How to Work Out The Cube Root on A Calculator

Calculating cube roots is a fundamental mathematical operation with applications in geometry, algebra, and real-world measurements. This guide explains how to work out cube roots using a calculator, including step-by-step instructions, practical examples, and common pitfalls to avoid.

How to Calculate Cube Roots

The cube root of a number x is a value that, when multiplied by itself three times, gives the original number. Mathematically, this is represented as:

Cube Root Formula

If y = ∛x, then y × y × y = x

For example, the cube root of 27 is 3 because 3 × 3 × 3 = 27. Cube roots can be calculated using a calculator, through manual methods, or using mathematical software.
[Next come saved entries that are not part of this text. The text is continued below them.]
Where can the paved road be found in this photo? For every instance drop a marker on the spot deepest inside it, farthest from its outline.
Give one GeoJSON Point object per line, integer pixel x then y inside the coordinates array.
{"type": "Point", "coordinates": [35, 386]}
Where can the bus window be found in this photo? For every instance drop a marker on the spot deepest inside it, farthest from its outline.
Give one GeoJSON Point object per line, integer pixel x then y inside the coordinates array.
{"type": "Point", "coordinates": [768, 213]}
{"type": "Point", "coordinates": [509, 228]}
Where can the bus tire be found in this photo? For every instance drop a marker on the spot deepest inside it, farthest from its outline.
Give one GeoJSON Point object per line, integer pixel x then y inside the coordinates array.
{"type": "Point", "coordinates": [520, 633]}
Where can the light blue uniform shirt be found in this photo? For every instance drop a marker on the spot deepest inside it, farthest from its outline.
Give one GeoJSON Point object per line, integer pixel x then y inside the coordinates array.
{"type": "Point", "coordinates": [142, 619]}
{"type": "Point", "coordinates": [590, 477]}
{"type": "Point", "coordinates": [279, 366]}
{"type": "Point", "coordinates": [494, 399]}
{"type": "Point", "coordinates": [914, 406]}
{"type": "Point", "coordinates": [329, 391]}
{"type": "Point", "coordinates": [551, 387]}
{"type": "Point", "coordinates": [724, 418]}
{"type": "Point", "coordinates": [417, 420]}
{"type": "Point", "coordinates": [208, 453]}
Key Properties of Cube Roots

The cube root of a negative number is negative (∛(-8) = -2)
The cube root of zero is zero (∛0 = 0)
The cube root of one is one (∛1 = 1)
Cube roots of perfect cubes are integers (∛64 = 4)

Note

Cube roots of non-perfect cubes are irrational numbers and cannot be expressed as exact fractions.

Using a Calculator

Most scientific and graphing calculators have a dedicated cube root function. Here's how to use it:

Turn on your calculator and clear any previous calculations
Enter the number you want to find the cube root of
Press the cube root function button (often labeled as "x³" or "³√x")
Press the equals (=) button to display the result

For example, to find ∛125:

Enter 125
Press the cube root button
The calculator will display 5

Calculator Variations

Different calculators may have slightly different layouts:

Calculator Type	Cube Root Button	Alternative Method
Scientific	³√x or x³	Use the exponent function with 1/3 power
Graphing	MATH → NUM → cubeRoot(	Use the exponent function with 1/3 power
Programmable	Depends on model	Use the exponent function with 1/3 power

Manual Calculation

While calculators are convenient, understanding the manual method helps in cases where a calculator isn't available. Here's how to estimate cube roots:

Find two perfect cubes that bracket your number
Estimate the cube root by interpolation
Refine your estimate using the Newton-Raphson method

For example, to find ∛28:

27 (3³) is less than 28, and 64 (4³) is greater than 28
Estimate between 3 and 4, perhaps 3.03
Refine using the formula: xₙ₊₁ = xₙ - (xₙ³ - a)/(3xₙ²)

Practical Tip

For most practical purposes, calculator results are sufficient. Manual methods are more valuable for understanding mathematical concepts.

Common Uses of Cube Roots

Cube roots have several important applications in mathematics and real-world problems:

Volume calculations in geometry
Solving cubic equations
Finding edge lengths from volume measurements
Statistical analysis of data distributions
Engineering calculations involving cubic dimensions

For example, if you have a cube with a volume of 512 cubic units, you can find the length of each edge by taking the cube root of 512, which gives 8 units.

FAQ

What is the difference between square roots and cube roots?: The main difference is the exponent used. Square roots involve squaring the number (x²), while cube roots involve cubing the number (x³). Cube roots are less common in everyday calculations but are essential in three-dimensional geometry.
Can I calculate cube roots of negative numbers?: Yes, the cube root of a negative number is negative. For example, ∛(-27) = -3 because (-3) × (-3) × (-3) = -27.
What happens if I try to calculate the cube root of zero?: The cube root of zero is zero, as 0 × 0 × 0 = 0. This is a special case in mathematics.
Are cube roots always real numbers?: Yes, unlike square roots of negative numbers which are complex, cube roots of all real numbers are real numbers.
How precise are calculator cube root results?: Most scientific calculators provide results with at least 10 decimal places of precision, which is sufficient for most practical applications.